Leblanc cites current experiences, such as the NYSE Grasso pay decision, involving former CEO Richard Grasso’s $140-million pay package, and the alleged operations of Conrad Black and the Hollinger board, which illustrate that structural independence may not necessarily result in effective corporate governance.
Leblanc’s 10 Cs of director behaviour
Functional director types:
1. “Conductor Chairs” are superior Chairs who relate very well to directors and management, have a keen interest in effective governance, possess remarkable leadership skills and serve at the hub of all important board activity.
2. “Change Agents” act as catalysts for bringing about fundamental change (e.g. replacing the CEO, fighting a takeover, developing a new strategy). Retired CEOs of successful enterprises make excellent change agents.
3. “Consensus Builders” act as conciliators, disarming and resolving conflict through interpersonal and communication skills. Former senior politicians make exceptional consensus builders.
4. “Counsellors” have strong persuasive skills, high credibility and the ability to work one-on-one with a variety of people. They are coaches, connectors, mentors and negotiators.
5. “Challengers” ask the tough questions – they know when to speak, what to say and how to say it, and their questions cause managers to re-think key decisions. Lawyers, accountants, consultants and academics often make effective challengers.

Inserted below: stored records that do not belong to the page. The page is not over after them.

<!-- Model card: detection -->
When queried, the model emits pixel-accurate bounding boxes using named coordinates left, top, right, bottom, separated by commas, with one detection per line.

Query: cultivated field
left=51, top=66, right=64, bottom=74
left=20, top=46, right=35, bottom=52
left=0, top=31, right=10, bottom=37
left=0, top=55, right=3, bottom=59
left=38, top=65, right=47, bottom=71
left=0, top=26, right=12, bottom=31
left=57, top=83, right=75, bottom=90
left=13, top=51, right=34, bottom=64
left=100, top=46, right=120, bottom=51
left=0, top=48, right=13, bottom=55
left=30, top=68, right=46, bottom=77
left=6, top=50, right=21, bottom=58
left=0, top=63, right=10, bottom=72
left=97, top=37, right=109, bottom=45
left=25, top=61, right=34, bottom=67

Dysfunctional director types:
6. “Caretaker Chairs” are unable to run board meetings effectively, do not manage interpersonal conflict and dissent, and do not have effective working relationships with other directors, the CEO or the management team. They should be replaced if they cannot improve.
7. “Controllers” dominate board process through skill, tact, humour or anger. They are very dangerous, particularly when the board contains other dysfunctional director types who cannot neutralize them.
8. “Conformists” are non-performing, cooperating directors who support the status quo and seldom prepare for, or take part in, any serious discussion. They are well-liked due to past success or relationships, and may be former CEOs, regulators or politicians who now have limited credibility.
9. “Cheerleaders” are enthusiastic amateurs who constantly praise other directors, the CEO and the management team but are unprepared for meetings, unaware of strategic issues facing the company, and often ask inane questions. At worst they are regarded with contempt and at best are referred to as “sleepers,” “non-performers” or “ineffective.”
10. “Critics” constantly criticize and complain, with an abrasive tone and ill-chosen words. They are referred to as “manipulative” and “sneaky” by fellow directors and lack the ability for “constructive dissent” possessed by challengers or change agents.
Leblanc’s book, Inside the Boardroom: How Boards Really Work and the Coming Revolution in Corporate Governance is co-authored with James Gillies, professor emeritus of policy and founding dean of York’s Schulich School of Business. Published in May, 2005 it has received advance praise from both private and public sectors, including Harvard Business School and the Yale School of Management. Jay W. Lorsch, of Harvard Business School’s Corporate Governance Initiative, called Inside the Boardroom a “‘must read’ for all concerned with corporate governance.”
A certified management consultant and member of the Law Society of Upper Canada (Ont.) and the Law Society (UK), Leblanc is also a York alumnus (LLM ’97/PhD ’03) and teaches in a number of areas including business law, business ethics and policy, as well as general management. He has assessed the effectiveness of boards of directors; audit, compensation, risk management and nominating/governance committees; Chairs of boards; Chairs of board committees and chief executive officers, together with offering recommendations for improvement.